Нетрудно догадаться, что боги Асгарда вернулись ни с чем — понурые и злые. Весь мир оплакивал Бальдра: плакали звери на земле и птицы в высоте небес, плакали рыбы, плававшие в воде, плакали медовой росой листья, травинки и лепестки цветов, плакали, истекая полупрозрачным соком, деревья и кусты, плакали камни, покрываясь по утру холодными капельками испарений, плакала и сама земля, не согретая дыханием бога весны. Но этого оказалось недостаточно. В далёких горах Йотунхейма Хермод повстречал дряхлую старуху-великаншу по имени Тёкк, которая и не слышала о светлом Бальдре, а потому не собиралась и оплакивать его. Чем больше быстрый бог уговаривал и убеждал её, тем упрямее и злее становилась старая карга, а вконец рассорившись с сыном Одина, обернулась большой чёрной вороной и вылетела из своей пещеры.
Долго кружила Тёкк в обличье вороны над Йотунхеймом, каркая: «Пусть Хель хррранит то, что имеет! Пусть Хель хррранит…», и всему краю великанов стало ясно, что не все в мире скорбят по Бальдру. Злополучная весть разнеслась по другим мирам с необычайной быстротой, а Хермод, свесив голову, вынужден был вернуться в крепость асов ни с чем.
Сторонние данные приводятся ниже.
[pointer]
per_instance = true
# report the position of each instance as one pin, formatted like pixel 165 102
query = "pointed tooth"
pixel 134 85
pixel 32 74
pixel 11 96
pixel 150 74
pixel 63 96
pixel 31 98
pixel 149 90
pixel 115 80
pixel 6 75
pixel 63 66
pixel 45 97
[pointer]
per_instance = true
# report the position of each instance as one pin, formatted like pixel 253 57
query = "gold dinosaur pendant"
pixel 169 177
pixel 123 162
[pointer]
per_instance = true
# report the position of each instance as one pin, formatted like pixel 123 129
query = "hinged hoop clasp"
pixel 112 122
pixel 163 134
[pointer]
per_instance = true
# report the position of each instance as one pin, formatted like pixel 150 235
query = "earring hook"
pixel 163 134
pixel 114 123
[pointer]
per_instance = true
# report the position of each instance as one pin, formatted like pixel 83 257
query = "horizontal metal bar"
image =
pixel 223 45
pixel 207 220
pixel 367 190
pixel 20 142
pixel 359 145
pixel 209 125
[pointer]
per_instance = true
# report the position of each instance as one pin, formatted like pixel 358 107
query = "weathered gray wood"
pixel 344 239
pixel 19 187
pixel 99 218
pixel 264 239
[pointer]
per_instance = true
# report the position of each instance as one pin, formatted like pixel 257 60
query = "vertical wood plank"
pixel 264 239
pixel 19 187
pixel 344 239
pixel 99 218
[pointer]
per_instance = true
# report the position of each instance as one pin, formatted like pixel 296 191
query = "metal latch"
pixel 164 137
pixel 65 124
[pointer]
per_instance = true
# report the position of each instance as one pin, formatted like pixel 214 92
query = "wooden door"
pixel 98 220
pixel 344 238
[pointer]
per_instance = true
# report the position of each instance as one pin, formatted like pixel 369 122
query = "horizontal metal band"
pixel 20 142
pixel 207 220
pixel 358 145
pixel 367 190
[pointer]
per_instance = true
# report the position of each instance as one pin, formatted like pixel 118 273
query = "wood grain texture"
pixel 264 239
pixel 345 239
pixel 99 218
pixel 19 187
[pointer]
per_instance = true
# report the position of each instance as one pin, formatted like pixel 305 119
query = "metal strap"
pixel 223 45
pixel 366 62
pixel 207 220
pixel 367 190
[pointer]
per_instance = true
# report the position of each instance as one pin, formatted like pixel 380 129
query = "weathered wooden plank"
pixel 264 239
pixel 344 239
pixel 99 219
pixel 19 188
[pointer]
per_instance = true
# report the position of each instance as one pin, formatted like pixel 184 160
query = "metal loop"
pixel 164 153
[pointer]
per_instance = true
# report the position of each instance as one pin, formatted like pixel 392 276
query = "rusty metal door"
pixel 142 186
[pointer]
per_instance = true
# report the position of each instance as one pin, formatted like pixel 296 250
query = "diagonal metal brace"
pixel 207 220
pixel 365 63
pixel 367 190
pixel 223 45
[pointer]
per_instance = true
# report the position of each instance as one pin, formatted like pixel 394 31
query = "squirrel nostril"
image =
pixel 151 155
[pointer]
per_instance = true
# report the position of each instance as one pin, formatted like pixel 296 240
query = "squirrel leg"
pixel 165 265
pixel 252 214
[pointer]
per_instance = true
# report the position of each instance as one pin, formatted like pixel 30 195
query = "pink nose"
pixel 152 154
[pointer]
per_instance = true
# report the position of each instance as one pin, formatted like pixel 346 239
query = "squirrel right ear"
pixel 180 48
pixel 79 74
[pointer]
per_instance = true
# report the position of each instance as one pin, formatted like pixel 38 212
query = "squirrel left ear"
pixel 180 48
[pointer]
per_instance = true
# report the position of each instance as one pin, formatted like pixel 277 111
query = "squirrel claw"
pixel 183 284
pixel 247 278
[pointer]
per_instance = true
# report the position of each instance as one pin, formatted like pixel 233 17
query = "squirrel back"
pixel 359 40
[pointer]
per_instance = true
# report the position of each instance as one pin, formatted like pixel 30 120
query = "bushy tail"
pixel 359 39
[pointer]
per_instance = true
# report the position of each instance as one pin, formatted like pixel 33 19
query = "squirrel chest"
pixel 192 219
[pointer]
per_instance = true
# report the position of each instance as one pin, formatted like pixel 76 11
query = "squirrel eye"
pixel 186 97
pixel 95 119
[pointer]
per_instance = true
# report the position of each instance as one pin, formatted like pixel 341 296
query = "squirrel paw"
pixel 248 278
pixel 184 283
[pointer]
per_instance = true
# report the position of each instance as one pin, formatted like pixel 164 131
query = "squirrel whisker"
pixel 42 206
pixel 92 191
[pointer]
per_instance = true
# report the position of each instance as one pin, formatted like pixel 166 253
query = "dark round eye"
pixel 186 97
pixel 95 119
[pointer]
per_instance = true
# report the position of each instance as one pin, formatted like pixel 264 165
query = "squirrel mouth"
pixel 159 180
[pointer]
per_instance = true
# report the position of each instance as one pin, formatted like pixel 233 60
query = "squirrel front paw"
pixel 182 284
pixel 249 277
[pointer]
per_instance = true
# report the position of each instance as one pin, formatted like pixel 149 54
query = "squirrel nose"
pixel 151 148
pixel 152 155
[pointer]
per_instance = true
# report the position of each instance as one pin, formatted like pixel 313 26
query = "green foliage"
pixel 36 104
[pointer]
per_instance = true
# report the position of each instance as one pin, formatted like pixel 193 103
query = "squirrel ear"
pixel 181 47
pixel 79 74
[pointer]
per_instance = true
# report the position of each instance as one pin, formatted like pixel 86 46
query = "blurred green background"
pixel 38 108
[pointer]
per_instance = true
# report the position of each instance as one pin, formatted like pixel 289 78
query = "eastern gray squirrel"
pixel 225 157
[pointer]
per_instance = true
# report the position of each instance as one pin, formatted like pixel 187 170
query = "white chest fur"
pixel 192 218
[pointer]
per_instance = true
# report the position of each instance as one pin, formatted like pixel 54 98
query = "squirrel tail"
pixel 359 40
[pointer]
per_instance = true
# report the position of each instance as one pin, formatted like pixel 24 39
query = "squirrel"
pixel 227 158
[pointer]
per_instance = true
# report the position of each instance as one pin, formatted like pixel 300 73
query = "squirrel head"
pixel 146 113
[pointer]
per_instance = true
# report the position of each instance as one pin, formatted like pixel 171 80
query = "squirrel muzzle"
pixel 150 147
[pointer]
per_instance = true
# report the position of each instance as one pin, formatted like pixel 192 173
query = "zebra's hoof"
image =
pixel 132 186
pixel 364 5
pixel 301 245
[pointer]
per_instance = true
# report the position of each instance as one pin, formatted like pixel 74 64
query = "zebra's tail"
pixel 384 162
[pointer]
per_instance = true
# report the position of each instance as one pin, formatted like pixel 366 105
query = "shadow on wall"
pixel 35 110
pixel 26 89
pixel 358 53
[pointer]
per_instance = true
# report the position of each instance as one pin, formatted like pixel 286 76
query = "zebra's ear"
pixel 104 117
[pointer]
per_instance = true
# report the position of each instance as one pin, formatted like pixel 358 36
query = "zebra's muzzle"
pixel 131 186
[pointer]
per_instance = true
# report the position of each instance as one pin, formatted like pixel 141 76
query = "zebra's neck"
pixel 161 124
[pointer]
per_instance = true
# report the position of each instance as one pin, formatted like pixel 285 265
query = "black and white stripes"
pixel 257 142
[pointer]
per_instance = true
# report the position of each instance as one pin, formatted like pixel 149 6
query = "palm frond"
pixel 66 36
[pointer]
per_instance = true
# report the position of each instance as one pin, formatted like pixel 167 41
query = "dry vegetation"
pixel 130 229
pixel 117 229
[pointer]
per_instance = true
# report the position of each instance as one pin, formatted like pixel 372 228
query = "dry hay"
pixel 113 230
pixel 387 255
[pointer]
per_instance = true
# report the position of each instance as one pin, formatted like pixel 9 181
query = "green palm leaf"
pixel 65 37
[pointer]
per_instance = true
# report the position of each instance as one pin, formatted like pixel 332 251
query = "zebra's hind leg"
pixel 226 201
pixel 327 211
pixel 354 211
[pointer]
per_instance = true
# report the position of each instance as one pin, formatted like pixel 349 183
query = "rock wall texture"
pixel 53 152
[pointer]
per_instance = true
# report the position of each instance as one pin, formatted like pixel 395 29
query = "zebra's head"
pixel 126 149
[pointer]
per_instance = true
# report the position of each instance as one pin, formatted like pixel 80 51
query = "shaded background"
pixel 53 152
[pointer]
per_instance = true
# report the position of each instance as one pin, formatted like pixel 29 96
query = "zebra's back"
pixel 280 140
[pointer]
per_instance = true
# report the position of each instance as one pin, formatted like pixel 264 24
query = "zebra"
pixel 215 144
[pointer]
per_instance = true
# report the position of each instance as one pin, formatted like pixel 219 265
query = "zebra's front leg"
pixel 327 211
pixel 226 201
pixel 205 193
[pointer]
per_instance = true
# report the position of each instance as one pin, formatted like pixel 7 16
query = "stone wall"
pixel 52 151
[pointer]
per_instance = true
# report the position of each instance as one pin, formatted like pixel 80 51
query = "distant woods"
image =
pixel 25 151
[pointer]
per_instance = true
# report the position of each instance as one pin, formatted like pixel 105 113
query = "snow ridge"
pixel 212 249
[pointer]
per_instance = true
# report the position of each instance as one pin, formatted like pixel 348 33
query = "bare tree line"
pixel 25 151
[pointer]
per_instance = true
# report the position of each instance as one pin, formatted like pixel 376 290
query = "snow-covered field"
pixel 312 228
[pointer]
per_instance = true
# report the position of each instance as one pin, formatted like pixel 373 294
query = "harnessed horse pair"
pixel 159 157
В страшное волнение и гнев пришли асы, выслушав его рассказ, и много месяцев после этого Тор искал злобную каргу Тёкк, чтобы расправиться с ней из мести за брата, да так и не нашёл. Старуха словно сквозь землю провалилась. Однако это ничего не меняло: не с чем было асам вернуться в мир Хель, и светлый Бальдр так и остался пленником богини смерти. Я утешала себя рассказами бога проворства, видевшего старшего брата во владениях дочери Локи: Бальдр и Нанна сидели за одним столом с повелительницей умерших, на почётном месте по правую руку от неё, словно желанные гости. Я надеялась, что там, в Хельхейме, несчастная чета обрела покой…
Миновал год со смерти отца, и я, наконец, смогла улыбаться. Время излечивало печаль, выветривало из памяти дурные воспоминания. Траур был снят, однако Асгард уже никогда не стал бы прежним без улыбчивого и благожелательного властелина Мирных кущ. Печаль и страх закрались в сердца асов и ванов, как в те дни, когда по моей родине, словно хозяйка, разгуливала Гулльвейг. Ненавистная колдунья снова держала своё слово: мы больше не встречались и не говорили, ни лицом к лицу, ни во снах, однако её присутствие ощущалось повсеместно. Та разрушительная сила, о которой она рассказывала мне, нависала над Асгардом, точно меч над головой того, кому уже не ждать пощады. И не я одна ощущала её: и асы, и ваны ходили хмурые, задумчивые, а Один только и думал о том, как бы ему расширить и усилить своё воинство эйнхериев.